The blue-chip FTSE 100 index rose 0.4% with banks and life insurers adding 1.5% and 1.9%, respectively. HSBC Holdings and Prudential provided the biggest boost.

Homebuilders jumped with Vistry Group and Taylor Wimpey gaining 2.5% and 3.5%, respectively.

Britain’s financial regulator said it would move to protect consumers from so-called “loyalty penalties” in motor and home insurance, potentially saving an estimated 4.2 billion pounds ($5.95 billion) over 10 years.

The domestically focused mid-cap FTSE 250 index inched 0.4% higher and was set to outperform the blue-chip index for the second straight week with a 1.6% gain.

“What we’ve seen in sort of anecdotal conversations, backed up by investor surveys, is the global asset allocators’ view of the UK is turning a bit more positive,” said Ian Williams, Peel Hunt’s economics & strategy research analyst.

“If you want to buy UK exposure, then you tend to go more into mid- and small-caps and a combination of a bit of takeover activity and decent earnings recently has been more helpful for them.”

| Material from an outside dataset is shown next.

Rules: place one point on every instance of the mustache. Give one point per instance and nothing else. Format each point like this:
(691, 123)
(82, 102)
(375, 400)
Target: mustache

The FTSE 250 is only down 0.6% from a record high hit on May 10, as the British economy has reopened and data pointed to a stronger economic recovery in the second half of the year due to vaccine rollouts and constant policy support.

Asian shares rallied too as investors bet the United States will lead the world out of the pandemic, with the focus turning to a multi-trillion dollar spending boost by the Biden administration. [MKTS/GLOB]

Among stocks, brewer C&C Group slipped 3.5% to the bottom of the FTSE 250 index after Berenberg cut its price target on the stock.